Authors: Mark Russinovich
“You know,” Frank said, eyeing his pair of chopsticks dubiously, “we haven’t been spotted yet. At first I kept thinking an alarm’s going to go off, but instead we’ve got the run of the place. I understand why the antivirus programs don’t know we’re there, since we aren’t in their database, but their other automated security programs ought to be spotting our presence. They continuously monitor operation commands and functions. If any company in the world understands how to mine data looking for the smallest hint of something unusual, it would be the Exchange—at least that’s what I thought.”
“So far, we’ve only planted a bit of code, and that looks legitimate. All we’ve really done is take a look.” Jeff smiled. “And we’ve been clever.”
Frank split the chopsticks apart, then tested them in his right hand. “They don’t know we’re there, so we can set up all the offshore accounts we want and move money into them. Of course, it would leave a trail, since computers are keeping tabs on the money, but there’d be nothing to stop us. The trick is leaving nothing behind that points to us personally, then whipsawing the money around the world until it’s impossible to trace.”
“Do you really think that’s possible in this day and age? It seems to me that every digital transaction can be traced.”
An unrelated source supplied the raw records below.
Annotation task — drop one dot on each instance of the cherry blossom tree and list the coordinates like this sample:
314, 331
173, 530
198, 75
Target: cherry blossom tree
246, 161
“In theory, sure, but if you’re clever about it, create a host of dead ends to mask the money trails, then bury all of them in complexity, you can slow such a search to a crawl. In practice, you can make it never ending. It would take a dedicated team and time, but it can be done. We saw terror groups doing that with the money they raised and stole all the time when I was with the Company. We did sometimes catch it, but we knew what we found was just the tip of the iceberg. The Internet, Jeff, is as close to infinite as anything on Earth. You don’t have to block anyone trying to trace you, even if it were possible; using robo code, you just have to keep stretching the trail ad infinitum. It works out to the same thing.”
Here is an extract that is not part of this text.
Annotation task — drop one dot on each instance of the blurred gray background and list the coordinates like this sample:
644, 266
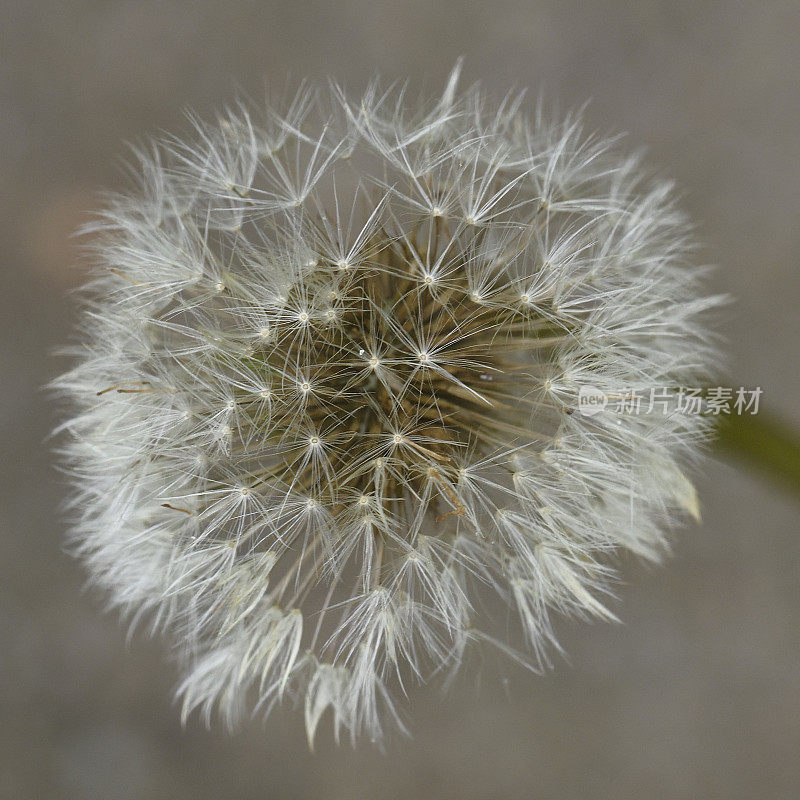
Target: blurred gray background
697, 694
“Maybe. Better, though, if the Exchange never knew the money was taken in the first place.”
Frank pursed his lips. “Yes, but how do you do that?”
“Maybe take it directly from clients’ accounts, a bit here, a bit there, keeping in mind that a ‘bit’ in this case is a few hundred thousand, maybe a million at a time. Take a penny of every dollar out of transactions, for example. They might not even notice, and even if a client sees the loss, the Exchange doesn’t.”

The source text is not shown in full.